I assume, in accordance with the stale conventions of our time, that the Prime Minister’s treatment of his staff will soon be dubbed Bullygate. But I think we all knew that Gordon Brown is, shall we say, a difficult man to work for. So I broadly agree with Jonathan Pearce’s take: the character of the man matters but it’s hardly the best reason for thinking a change of Prime Minister overdue.
Meanwhile, as so often, there are few scenes more entertaining than the British press indulging its appetite for humbug and hypocrisy. Indeed, what with his penchant for screaming foul-mouthed abuse at subordinates and for flinging phones and anything else that comes to hand about the place, one could be forgiven for thinking that whatever his short-comings as Prime Minister, Gordon is at least qualified to edit a national newspaper…

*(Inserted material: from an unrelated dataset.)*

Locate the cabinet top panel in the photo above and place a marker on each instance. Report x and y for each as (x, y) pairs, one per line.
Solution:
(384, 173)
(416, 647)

Actually, the most damaging part of the Rawnsley Revelations may be this:
As Chancellor, Brown had often been able to do his Macavity trick of disappearing in a crisis. As Prime Minister, he could no longer play the mysterious cat. There is no hiding place at Number 10. He was on a steep learning curve. But since experience was supposed to be the reason he got the job, inexperience was not an alibi Brown could ever use. He sounded surprised to make the discovery that “hundreds of things pass your desk every week”. He did not excel at multi-tasking. His preference and his forte were to concentrate on one big thing at a time. He had largely been able to do that at the Treasury, where he could focus on the four or five major events of a Chancellor’s year. Prime Ministers can get hit by four or five major events in a month, even a week. “As Prime Minister, you are bombarded with things, everything happens in real time,” says one Downing Street official who closely observed both Blair and Brown.
Torrential volumes of business flow through Downing Street, much of it demanding instant attention. Civil servants at the Treasury had adapted to and covered for Brown’s chaotic and intermittently intense way of making decisions. Officials at Number 10 and the Cabinet Office were at a loss how to deal with his working habits. Confronted with difficult decisions, one senior civil servant found: “He just delays and delays, thinking he will get a better set of options later. But quite often the options just get worse.”
That’s a picture of a broken, dysfunctional government run by a man most unlikely to be able to change his ways. Poor Gordon, capax imperii and all that. But this, rather than the swearing the and phone-flinging, is what actually matters.This was exacerbated because Brown was so power-hugging. Geoff Hoon summarises it well: “One of the great ironies of Tony and Gordon is that both of them didn’t have any time for ministers. The difference is that Tony broadly let you get on with it. He wasn’t much interested unless something went wrong. In contrast, Gordon wants to interfere in every-thing. He’s temperamentally incapable of delegating responsibility. So he drives himself demented.”